There is some debate about how these new state regulations fit into the backdrop of federal law. Captive audience meetings were actually deemed unlawful by the NLRB in 1946, but at the behest of big business, a GOP-controlled Congress was able to add employer “free speech” protections into the Taft-Hartley Act a year later.

In April 2022, NLRB General Counsel Jennifer Abruzzo issued a memo urging the board to deem mandatory meetings unlawful again. “This license to coerce is an anomaly in labor law, inconsistent with the Act’s protection of employees’ free choice,” she said. “It is based on a fundamental misunderstanding of employers’ speech rights.”

A recent Bloomberg piece on the situation notes that Oregon, which became the first state to ban the practice over a decade ago, has failed to stop captive audience meetings in the state. “While it’s true that Oregon workers can refuse to attend meetings about their boss’s views on unionization, it’s a right that many workers aren’t aware of,” United Food and Commercial Workers Union Local 555 spokesman Miles Eshaia told Bloomberg. “Their boss isn’t likely to inform them.”
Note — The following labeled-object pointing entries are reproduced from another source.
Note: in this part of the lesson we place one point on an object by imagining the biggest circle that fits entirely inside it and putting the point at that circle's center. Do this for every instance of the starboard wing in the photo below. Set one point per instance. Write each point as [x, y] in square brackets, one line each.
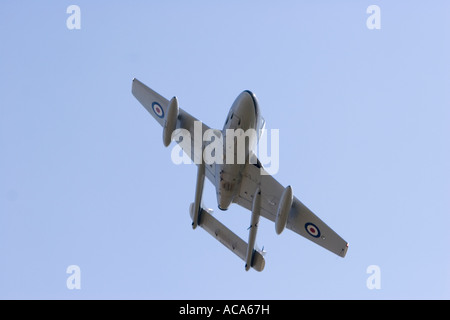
[301, 220]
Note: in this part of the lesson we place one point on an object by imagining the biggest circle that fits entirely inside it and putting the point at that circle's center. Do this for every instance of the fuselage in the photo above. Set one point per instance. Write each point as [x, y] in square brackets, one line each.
[240, 134]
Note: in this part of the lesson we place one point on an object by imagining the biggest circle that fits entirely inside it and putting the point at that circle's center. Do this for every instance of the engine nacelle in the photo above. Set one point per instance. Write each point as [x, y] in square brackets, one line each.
[283, 209]
[171, 121]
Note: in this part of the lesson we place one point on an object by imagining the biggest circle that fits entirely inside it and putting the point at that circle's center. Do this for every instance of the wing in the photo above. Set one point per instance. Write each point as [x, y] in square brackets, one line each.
[300, 220]
[157, 106]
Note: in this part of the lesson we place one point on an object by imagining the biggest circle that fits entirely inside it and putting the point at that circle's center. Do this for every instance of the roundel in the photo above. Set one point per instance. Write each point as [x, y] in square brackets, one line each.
[158, 110]
[312, 229]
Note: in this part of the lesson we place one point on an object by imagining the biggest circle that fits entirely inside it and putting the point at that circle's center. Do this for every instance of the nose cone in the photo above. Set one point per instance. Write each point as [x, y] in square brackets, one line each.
[246, 106]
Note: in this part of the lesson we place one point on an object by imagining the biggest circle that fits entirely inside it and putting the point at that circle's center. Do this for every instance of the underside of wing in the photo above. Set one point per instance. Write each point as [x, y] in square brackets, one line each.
[191, 127]
[300, 219]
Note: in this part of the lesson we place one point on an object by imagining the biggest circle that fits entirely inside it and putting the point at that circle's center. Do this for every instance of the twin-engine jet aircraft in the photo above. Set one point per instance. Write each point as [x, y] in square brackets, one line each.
[245, 183]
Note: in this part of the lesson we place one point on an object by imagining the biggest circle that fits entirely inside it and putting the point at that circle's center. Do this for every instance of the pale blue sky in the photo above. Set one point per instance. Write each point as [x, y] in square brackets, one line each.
[364, 141]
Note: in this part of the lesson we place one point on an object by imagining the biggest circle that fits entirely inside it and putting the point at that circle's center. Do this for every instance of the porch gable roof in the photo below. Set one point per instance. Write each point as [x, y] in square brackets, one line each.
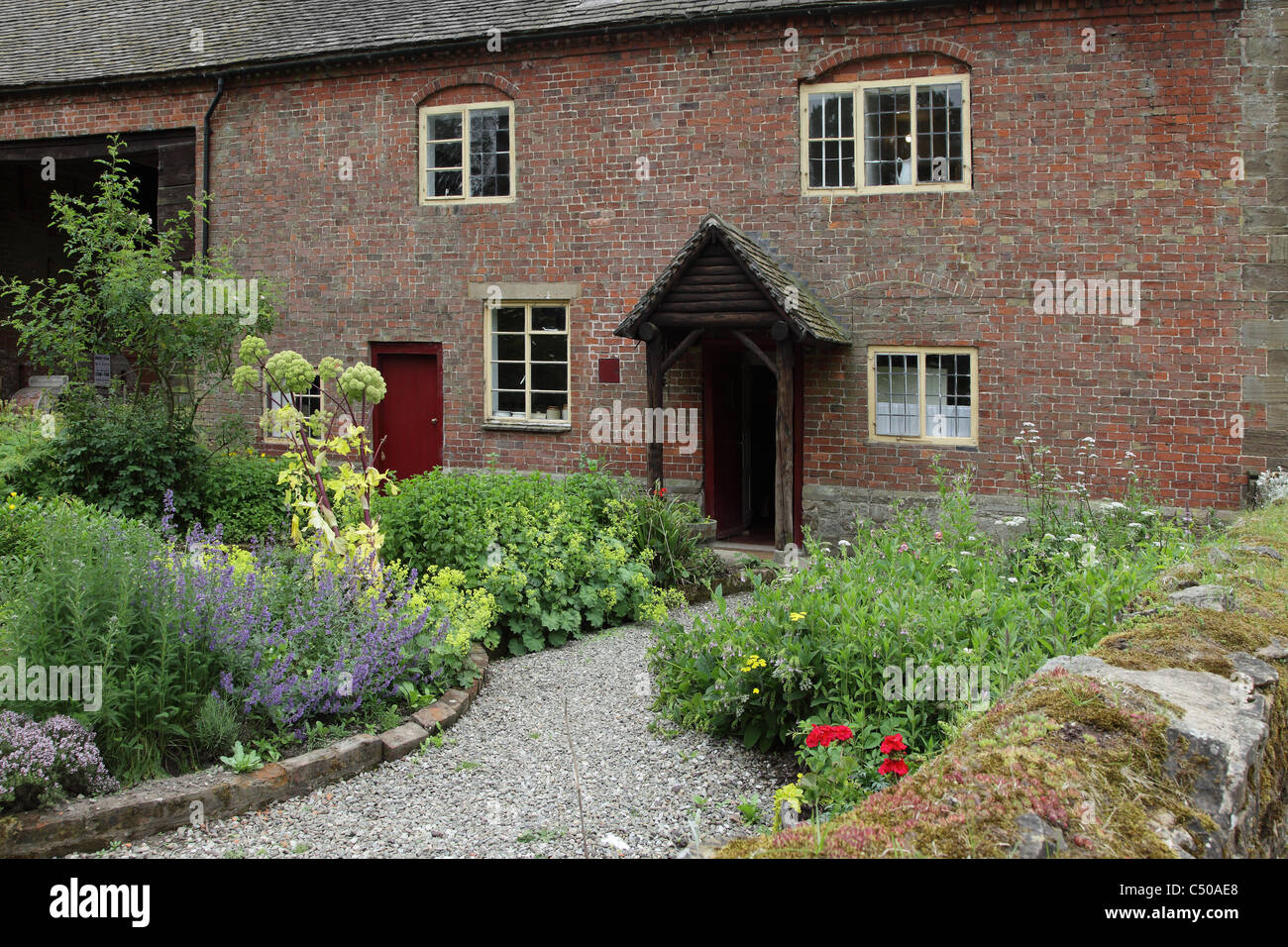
[807, 317]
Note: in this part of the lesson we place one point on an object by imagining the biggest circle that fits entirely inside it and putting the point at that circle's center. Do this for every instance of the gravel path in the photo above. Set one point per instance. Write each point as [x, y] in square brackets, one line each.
[501, 784]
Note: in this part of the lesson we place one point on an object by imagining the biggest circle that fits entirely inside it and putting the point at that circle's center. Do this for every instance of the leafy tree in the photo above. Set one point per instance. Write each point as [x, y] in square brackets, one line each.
[107, 299]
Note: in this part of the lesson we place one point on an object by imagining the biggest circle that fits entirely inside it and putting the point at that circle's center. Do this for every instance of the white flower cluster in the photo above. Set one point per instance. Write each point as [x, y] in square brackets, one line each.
[1271, 486]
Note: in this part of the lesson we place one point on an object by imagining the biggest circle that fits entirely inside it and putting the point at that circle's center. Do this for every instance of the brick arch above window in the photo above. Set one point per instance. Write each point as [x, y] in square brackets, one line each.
[464, 80]
[890, 48]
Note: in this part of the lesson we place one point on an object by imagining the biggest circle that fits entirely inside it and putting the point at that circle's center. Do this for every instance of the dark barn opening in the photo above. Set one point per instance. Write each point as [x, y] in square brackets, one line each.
[162, 162]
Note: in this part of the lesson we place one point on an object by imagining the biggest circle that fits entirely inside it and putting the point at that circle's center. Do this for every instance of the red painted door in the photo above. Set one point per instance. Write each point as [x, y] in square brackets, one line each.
[408, 423]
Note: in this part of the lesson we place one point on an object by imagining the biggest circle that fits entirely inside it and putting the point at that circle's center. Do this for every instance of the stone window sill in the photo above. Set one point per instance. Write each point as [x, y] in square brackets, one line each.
[528, 425]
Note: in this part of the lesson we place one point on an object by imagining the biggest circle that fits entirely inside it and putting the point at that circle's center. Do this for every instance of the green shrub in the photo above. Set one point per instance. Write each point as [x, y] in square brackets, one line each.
[559, 556]
[215, 728]
[124, 455]
[665, 534]
[26, 455]
[827, 643]
[241, 493]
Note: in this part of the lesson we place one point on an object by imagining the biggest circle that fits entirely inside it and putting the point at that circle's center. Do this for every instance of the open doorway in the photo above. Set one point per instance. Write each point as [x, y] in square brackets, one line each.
[739, 436]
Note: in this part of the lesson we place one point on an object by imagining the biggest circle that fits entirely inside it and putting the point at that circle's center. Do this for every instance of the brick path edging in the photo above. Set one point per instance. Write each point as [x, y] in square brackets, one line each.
[89, 825]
That possibility remains a hurdle for most of these new laws. The bills prohibit companies from disciplining workers who skip the meetings, but that doesn’t mean they can’t claim they’re still mandatory. If companies defy the state bans, but don’t retaliate against workers for skipping them, the legal avenues for employees aren’t entirely clear. Abruzzo’s memo calls for captive audience meetings to be classified as an unfair labor practice so that workers would have legal recourse regardless of whether or not an employee is retaliated against.

Connecticut’s law faces a federal lawsuit launched by a coalition of pro-business groups and led by the U.S. Chamber of Commerce. “This is a broad coalition,” Connecticut Business and Industry Association President Chris DiPentima told the CT Mirror. “The Connecticut law is essentially a gag order — an unnecessary and unconstitutional infringement on the rights of employers to communicate with employees in the workplace.”

One surefire way to help establish legal clarity on the issue is to pass the Protecting the Right to Organize (PRO) Act. In addition to banning captive audience meetings, the bill would create penalties for illegally firing employees and protections for independent contractors. The PRO Act has been a legislative priority for organized labor since it was first introduced in 2019, but it currently lies stagnant in the Senate as a result of holdouts like Senators Kyrsten Sinema (I-Arizona) and Mark Kelly (D-Arizona).

The laws might technically remain in flux but, amid rising union popularity and work stoppages, local efforts to outlaw captive audience meetings will most likely expand.

“Now organizers in Maine can tell their coworkers, ‘You don’t have to attend this,’” said O’Brien. “The opponents of these bans hate unions and they want to use every available tool to stop them, but if we get enough momentum, we can start a movement.”